5 Meal Plan For Easy Prep


If you have major meal prep goals but can’t seem to get it together, this tip might not help much! But if you’re a meal prep guru, consider prepping your baby’s meals, too. I remember seeing a tutorial from one mama who prepped her little one’s meals each week for daycare, freezing them in single-serving packages and then sending them on ice to the daycare center. This industrious mama cooked plain chicken breast, rice, and veggies for her baby, then packaged it all up in single plates for each meal. This is a great (and inexpensive) alternative to prepackaged baby meals, if you have the time and patience, of course!

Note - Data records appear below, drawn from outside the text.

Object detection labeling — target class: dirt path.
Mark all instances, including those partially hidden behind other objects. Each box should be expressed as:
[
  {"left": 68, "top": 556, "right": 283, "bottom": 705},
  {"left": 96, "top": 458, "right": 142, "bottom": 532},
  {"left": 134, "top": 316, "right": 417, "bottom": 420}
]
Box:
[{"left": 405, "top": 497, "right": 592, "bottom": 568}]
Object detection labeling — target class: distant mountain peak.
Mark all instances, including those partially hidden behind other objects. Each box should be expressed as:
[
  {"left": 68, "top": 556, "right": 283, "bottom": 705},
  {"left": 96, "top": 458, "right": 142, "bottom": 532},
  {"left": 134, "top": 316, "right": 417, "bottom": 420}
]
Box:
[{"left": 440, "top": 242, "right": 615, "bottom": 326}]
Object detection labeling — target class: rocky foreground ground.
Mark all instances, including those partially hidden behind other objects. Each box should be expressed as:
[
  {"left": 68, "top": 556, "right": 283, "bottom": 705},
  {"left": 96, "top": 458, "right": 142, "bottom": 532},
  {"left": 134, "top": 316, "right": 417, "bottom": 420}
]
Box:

4 Encourage Eating Together

Fortified Family

Whatever it is that you eat, doing it together is one of the best ways to not only encourage babies to eat, but to create healthy habits. After all, sitting down and spending mealtime together is something that’s promoted for school-age kids, so why shouldn’t we start early? Besides, babies are always reaching for what’s on mom’s plate, so it only makes sense to have him or her seated with a bit of grub, too! And if they only play in it, what’s the big deal? At least everyone is sitting around the table together, starting a tradition that will no doubt carry on through their teen years.

3 Try, Try, And Try Again

The Mighty

Whatever tactics or techniques you use to get your baby to eat, the truth is that babies and toddlers (and beyond) change so much over time. Just because they refuse a certain food doesn’t mean they always will, and just because they’re reluctant to start solids at all doesn’t mean they’ll never wean! The bottom line is that even if a baby starts his foray into solid food with a birthday cupcake, that doesn’t mean he’ll never learn to love fruits or veggies his whole life! You can always try, try, and try some more when it comes to offering new foods and getting your baby to accept them

2 Make Feeding Time Fun


This one’s a bit of a tricky approach, but it’s worth mentioning because, for some kiddos, it really does work. Selecting a special tableware set, or just a unique cup or plate option, can help some younger tots to enjoy meal time all the more. They might not be tempted by a regular sippy cup, but hand them something colorful with an open top, and they just might be all over it. The same goes for utensils, too — sometimes a softer spoon or a non-metal fork can make the difference between a fun mealtime and a frustrating one. Oh, and plates that suction cup to the table or tray help too — you’re welcome.

1 Let Them Make A Mess


Most parents who are neat freaks, myself included, are reluctant to let their kids get super messy at every meal time. That’s like six baths a day when you’re a baby who eats often, right? But there is a method to the madness in this case. Odds are, when you let your baby get messy with their food, eventually, some of it will wind up in their mouths. So after some time, if your kiddo is hungry, they’ll stop making such a mess and start savoring the flavors of what’s on their plate… and in their hair… and on the floor… and everywhere else.